El meollo del filme es esa sociedad secreta a la que se refiere el título. Asociación cuyos miembros no se conocen, pero que se reconocen al instante entre ellos, al descubrirse encadenados a la misma pasión: la del placer sexual. Un placer prohibido, pero irrenunciable, que no se expresa, como en soluciones fímicas más baratas y facilonas, en orgías de lujo multitudinarias o en la cutrez de los canales porno de internet. Svankmajer, como buen surrealista, conoce de manera profunda los mecanismos que mueven nuestra libido y sabe mostrarlos de manera turbadora. De un modo nuevo, incluso incompresible, pero que acierta de lleno en nuestros disparaderos.
Lo primero, que los grados máximos del placer exigen vías nuevas, nunca antes recorridas por nadie, las únicas que puedan satisfacer a quienes ya han probado todo. Lo segundo, que la propia excentricidad de esos caminos, de los que no se puede escapar una vez probados, exigen la soledad absoluta. Nadie, excepto nosotros, puede asistir a nuestros rituales más secretos, de manera que nuestras satisfacciones, las auténticas, devienen masturbatorias como en la adolescencia, cuando temíamos que se descubriera que ya habíamos probado ese secreto reservado de los mayores.
Falta, no obstante, un elemento, sin el cual ese edificio del placer renovado volvería a derrumbarse en el hastío y la monotonía. El nuevo placer, el absoluto, exige un ritual. Su obtención debe ser compleja, requerir una infinidad de pasos, exceder en una eternidad sus preparativos al instante fugaz de plenitud. Sólo así, tras haber sufrido lo indecible antes de alcanzarlo, tras haber titubeado infinidad de veces, tras otras tantas de haber estado a punto de desistir, podrá alcanzarse el paraíso.

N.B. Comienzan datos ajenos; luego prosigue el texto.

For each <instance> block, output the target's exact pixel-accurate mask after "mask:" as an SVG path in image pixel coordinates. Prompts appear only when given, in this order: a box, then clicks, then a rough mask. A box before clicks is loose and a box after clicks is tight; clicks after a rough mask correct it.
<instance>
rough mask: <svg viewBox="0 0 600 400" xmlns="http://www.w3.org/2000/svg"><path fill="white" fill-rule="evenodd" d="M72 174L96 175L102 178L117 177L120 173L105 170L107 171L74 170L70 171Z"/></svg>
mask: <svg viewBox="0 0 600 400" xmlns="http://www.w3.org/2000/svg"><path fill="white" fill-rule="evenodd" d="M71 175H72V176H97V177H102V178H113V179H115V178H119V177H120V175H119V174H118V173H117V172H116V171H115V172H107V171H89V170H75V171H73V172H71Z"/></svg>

De esa manera, durante los dos primeros tercios de la película veremos vagar a sus personajes -ausentes los unos a los otros, pero todos con la marca de la cofradía en los ojos- en busca de los medios con que completar su placer. Se esconderán en los rincones más obscuros, se encerrarán con siete llaves en sus cuartos, se perderán en las afueras de las ciudades o en sus rincones más recónditos, para allí, a solas, libres de miradas indiscretas, ir construyendo pieza a pieza el inestable edificio de sus perversiones, dar rienda suelta a su consumación.
Consumación en la que se aúnan todos los placeres, incluidos el de la muerte. La propia y la del otro. La del amante y la del amado. La del sádico y la del masoquista.